There have been several advances in local and systemic mRNA delivery[1], especially to hepatocytes[2]. However, low dose mRNA delivery to other cell types within the liver microenvironment remains challenging. Using a high-throughput DNA barcode screen named JORDAN, we observed that in vitro nanoparticle delivery can be a poor predictor of in vivo delivery[3]. Since in vitro assays typically lack a complete immune system[4], variable blood flow[5], heterogeneous vasculature, off-target cells, and other factors that influence delivery in vivo[6], we reasoned that an ideal nanoparticle experiment would study LNPs directly in vivo. We therefore developed FIND[7] to quantify how over 100 LNPs deliver functional mRNA into the cytoplasm of target cells in a single mouse.
LNPs are formulated by mixing nucleic acids with ionizable lipids, PEG-lipids, phospholipids, and cholesterol. The diversity of available chemistries enables scientists to evaluate how LNP structure affects delivery. However, these studies are mostly performed in vitro[8, 9] and use LNPs formulated with unmodified cholesterol. Several lines of evidence led us to hypothesize that cholesterol chemical structure affected LNP mRNA delivery. First, cholesterol structure is modified via oxidation; this requires specific enzymes, demonstrating that cells regulate cholesterol structure[10]. Second, oxidized cholesterols signal differently than unmodified cholesterols, altering interactions with membrane and nuclear receptors that regulate gene expression[11]. Third, cholesterol is trafficked in lipoproteins using forward and reverse transport[12] and trafficking to endothelial cells, hepatocytes, and macrophages may change with cholesterol structure in vivo[13]. Fourth, LNPs and lipoproteins have similar size and composition.

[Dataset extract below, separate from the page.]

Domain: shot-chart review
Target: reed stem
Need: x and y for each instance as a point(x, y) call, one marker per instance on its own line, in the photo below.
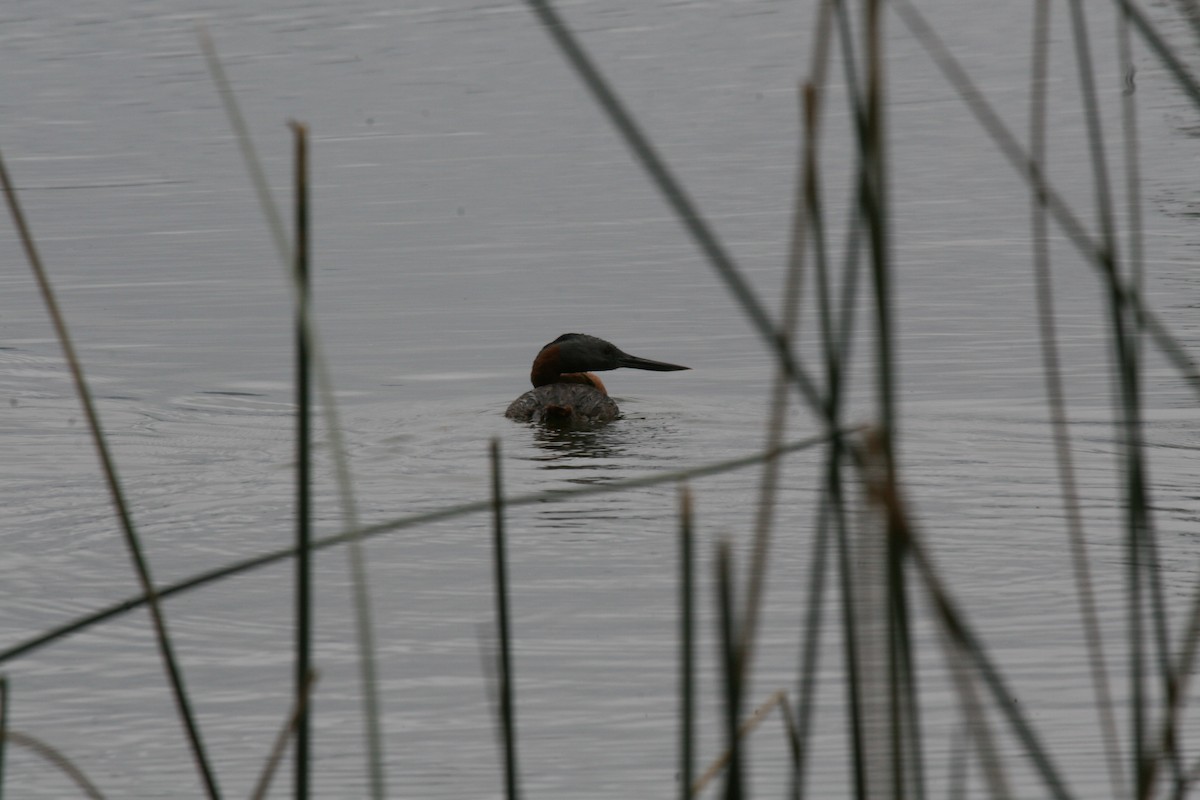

Finally, using JORDAN, we found that modified cholesterols alter LNP biodistribution[14], however this study measured LNP biodistribution; it did not measure functional mRNA delivery. Given that less than 4% of exogenously delivered RNA escapes endosomes[15] and endosomal escape changes with cell type[16], it is difficult to predict functional mRNA delivery using biodistribution.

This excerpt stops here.